When I reviewed the WD Blue 4TB SSHD, I was impressed by its speed and strong sequential performance, but I felt that its 8GB of NAND cache wasn’t large enough for the kind of loads it’d have to deal with and I wondered if it even provided any real benefits to the drive. When I was handed the much smaller 2.5-inch 1TB Blue SSHD, I hoped that I’d see the opposite and find an SSHD that was finally served well by the added cache. Did that happen? Well, yes and no.
Like its 4TB sibling, the 1TB SSHD features 8GB of NAND cache, which it uses to temporarily store files that you use or that the OS accesses often. The cache is there to bridge the price/performance gap compared to a regular SSD and to an extent it does work. It should give you the same snappiness as an SSD for the applications that you load most frequently. And it’d do just that, if the drive was able to fit into most systems.
The problem with this particular drive is that while it’s a 2.5-inch form factor, it’s the older one with a height of 9.5mm. It’s not slim enough to fit into most newer laptops and netbooks, and it barely fits in the drive cage for my PS4. If this drive was 7mm high instead, that would put it on the same footing as many of its cheaper, slimmer cousins. With a price of R1,459, it’s also in danger of being given the cold shoulder as 500GB SSD drives start to hit that price point.
For short periods of sustained writes to the drive, average write speeds ramp up to about 110MB/s, and occasionally the drive can burst as high as 140MB/s.
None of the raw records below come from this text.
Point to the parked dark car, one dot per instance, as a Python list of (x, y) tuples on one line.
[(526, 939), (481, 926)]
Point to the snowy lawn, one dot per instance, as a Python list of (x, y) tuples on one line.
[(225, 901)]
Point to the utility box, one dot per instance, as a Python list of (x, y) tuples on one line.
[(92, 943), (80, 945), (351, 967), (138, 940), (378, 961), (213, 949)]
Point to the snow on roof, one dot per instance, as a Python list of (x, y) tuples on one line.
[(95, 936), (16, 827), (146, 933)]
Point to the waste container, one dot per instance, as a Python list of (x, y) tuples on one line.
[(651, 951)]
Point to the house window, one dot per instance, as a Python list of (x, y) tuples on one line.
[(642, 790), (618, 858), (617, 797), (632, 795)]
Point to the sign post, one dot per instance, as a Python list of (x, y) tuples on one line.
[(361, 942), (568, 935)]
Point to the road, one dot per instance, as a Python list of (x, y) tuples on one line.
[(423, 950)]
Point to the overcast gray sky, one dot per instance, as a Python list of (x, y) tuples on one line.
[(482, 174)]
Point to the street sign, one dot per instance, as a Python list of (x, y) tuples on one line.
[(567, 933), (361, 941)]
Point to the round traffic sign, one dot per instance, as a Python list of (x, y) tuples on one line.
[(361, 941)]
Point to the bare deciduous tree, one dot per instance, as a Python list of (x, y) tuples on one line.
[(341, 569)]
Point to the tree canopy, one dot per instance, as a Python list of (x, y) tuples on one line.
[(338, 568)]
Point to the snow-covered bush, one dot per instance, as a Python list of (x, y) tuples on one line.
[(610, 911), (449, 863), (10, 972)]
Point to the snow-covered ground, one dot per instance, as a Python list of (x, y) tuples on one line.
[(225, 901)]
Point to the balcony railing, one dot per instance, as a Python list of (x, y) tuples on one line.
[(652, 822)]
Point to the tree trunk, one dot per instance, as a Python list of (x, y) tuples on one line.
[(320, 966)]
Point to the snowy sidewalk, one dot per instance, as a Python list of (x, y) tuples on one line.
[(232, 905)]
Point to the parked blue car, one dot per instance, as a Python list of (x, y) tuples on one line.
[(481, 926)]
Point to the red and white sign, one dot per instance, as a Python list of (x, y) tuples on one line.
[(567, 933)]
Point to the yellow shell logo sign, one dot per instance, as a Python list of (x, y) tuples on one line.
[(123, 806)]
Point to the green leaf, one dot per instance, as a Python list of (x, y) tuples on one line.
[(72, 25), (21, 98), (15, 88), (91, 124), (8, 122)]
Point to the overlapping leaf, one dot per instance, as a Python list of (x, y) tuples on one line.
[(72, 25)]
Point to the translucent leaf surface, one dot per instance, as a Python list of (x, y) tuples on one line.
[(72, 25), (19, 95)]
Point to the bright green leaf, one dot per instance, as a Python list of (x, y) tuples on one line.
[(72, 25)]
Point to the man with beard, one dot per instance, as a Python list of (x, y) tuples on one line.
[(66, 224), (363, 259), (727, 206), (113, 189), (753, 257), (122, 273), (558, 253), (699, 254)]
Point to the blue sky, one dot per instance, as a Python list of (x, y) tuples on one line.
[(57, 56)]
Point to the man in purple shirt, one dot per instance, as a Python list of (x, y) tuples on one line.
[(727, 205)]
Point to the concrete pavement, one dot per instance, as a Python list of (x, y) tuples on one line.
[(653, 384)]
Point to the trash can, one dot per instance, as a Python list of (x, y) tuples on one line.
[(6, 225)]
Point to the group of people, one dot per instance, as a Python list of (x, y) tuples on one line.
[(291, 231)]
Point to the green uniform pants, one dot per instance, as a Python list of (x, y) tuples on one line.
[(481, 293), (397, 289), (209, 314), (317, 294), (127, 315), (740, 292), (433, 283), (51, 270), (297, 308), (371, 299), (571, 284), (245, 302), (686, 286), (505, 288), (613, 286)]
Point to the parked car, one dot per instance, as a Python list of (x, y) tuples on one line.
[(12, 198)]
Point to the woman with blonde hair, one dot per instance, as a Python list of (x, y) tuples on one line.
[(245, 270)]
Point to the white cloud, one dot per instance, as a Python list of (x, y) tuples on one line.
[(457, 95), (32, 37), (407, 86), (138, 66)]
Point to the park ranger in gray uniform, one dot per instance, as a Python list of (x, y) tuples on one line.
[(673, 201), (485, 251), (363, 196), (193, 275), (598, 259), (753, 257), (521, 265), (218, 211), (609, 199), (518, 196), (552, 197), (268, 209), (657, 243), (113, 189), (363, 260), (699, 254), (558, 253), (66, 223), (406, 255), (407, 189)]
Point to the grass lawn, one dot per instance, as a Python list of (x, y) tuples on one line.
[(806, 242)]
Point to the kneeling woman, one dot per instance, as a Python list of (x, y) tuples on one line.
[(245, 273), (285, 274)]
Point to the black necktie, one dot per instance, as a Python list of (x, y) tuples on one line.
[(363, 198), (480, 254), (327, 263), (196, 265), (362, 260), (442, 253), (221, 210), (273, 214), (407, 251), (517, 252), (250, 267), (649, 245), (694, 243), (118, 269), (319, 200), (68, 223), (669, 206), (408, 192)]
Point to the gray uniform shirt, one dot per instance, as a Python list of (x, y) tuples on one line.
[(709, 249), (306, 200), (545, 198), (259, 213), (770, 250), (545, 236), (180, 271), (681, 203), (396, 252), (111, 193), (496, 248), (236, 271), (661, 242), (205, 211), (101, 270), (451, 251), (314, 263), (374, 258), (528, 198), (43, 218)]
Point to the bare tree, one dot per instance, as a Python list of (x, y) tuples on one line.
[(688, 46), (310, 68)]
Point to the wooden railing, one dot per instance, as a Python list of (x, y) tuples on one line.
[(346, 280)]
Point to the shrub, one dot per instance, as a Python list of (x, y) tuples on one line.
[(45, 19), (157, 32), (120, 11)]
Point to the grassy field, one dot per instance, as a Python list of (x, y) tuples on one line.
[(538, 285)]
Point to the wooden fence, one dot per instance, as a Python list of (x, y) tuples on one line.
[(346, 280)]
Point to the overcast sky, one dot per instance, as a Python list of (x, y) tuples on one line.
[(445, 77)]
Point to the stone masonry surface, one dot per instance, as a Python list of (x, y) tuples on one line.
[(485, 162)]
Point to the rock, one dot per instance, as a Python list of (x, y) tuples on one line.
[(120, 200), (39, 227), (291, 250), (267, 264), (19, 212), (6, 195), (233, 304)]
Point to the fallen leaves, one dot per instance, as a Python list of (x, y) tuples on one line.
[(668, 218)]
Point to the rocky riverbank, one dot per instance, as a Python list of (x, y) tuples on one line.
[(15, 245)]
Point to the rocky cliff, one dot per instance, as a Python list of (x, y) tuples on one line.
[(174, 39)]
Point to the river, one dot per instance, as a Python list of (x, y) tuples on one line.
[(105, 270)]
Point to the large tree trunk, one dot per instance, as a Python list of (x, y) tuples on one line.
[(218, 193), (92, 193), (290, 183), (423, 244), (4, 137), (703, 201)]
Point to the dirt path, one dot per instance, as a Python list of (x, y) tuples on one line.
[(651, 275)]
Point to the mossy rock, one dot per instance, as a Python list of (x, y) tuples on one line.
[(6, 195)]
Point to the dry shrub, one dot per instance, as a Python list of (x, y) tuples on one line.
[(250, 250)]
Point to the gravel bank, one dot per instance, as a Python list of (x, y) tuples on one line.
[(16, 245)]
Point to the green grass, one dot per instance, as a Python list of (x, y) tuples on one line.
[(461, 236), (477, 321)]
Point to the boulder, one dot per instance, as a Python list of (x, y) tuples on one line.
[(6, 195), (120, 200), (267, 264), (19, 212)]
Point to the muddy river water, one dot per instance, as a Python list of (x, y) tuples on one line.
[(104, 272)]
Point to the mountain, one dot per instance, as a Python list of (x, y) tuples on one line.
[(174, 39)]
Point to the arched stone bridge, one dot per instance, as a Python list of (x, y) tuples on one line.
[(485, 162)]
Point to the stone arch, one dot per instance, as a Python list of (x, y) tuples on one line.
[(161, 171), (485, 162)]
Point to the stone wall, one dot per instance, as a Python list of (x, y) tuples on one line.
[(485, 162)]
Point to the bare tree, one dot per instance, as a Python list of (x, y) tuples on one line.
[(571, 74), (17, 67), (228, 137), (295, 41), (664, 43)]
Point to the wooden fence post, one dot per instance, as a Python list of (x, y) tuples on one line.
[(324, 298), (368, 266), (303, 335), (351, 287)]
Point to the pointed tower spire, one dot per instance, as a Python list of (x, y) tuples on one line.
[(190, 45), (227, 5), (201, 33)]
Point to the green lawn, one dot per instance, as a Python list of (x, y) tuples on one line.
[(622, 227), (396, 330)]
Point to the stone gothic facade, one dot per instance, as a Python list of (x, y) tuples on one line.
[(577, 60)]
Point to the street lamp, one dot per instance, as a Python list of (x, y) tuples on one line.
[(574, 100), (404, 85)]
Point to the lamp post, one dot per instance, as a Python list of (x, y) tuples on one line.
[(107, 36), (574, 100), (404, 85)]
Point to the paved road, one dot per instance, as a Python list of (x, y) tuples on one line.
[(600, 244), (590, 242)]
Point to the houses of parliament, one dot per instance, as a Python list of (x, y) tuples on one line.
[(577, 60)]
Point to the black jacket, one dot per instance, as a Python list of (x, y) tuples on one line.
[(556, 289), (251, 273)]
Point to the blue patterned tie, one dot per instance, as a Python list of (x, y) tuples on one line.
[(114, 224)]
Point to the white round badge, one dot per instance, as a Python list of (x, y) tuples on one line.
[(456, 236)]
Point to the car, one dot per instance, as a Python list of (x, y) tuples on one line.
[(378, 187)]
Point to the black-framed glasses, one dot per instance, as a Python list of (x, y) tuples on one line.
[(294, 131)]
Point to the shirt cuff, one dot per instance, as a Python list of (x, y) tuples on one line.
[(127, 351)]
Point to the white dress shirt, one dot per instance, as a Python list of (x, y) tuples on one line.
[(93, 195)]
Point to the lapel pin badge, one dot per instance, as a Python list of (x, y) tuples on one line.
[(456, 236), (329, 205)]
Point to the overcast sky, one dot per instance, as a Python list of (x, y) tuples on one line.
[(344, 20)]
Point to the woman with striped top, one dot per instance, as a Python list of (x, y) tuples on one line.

After that, speeds quickly drop back to the average, and only synthetic benchmarks seem to be able to creep over 115MB/s in write speed, while read speeds are generally over 120MB/s. These are decent speeds for the 2.5-inch form factor and fairly close to some of the speeds WD were recording with their 2TB Black drive a few years ago.
Where the cracks start to show is in the HD Tune results, which chart a steady drop in performance as you start to read data from the outer sections of the single 1TB platter. Speeds drop from a high of 118MB/s down to just over 50MB/s, and access times go as high as 30ms. Even the cheapest 128GB SSDs are noticeably faster than this drive and that makes it difficult to recommend as a result.
Spinning platter technology has been out of the limelight for some time now, and that gives companies like WD the opportunity to stop chasing performance targets in their consumer drives, and instead offer more value for money at a lower cost per gigabyte. There are certainly much cheaper 2.5-inch 1TB drives available in WD’s stable, and future products that are born out of the recent SanDisk acquisition will make drives like these obsolete. For now, there’s decent performance on offer from the WD 1TB SSHD if you’re installing a drive like this in a PlayStation 4 or an older machine that doesn’t support TRIM functions.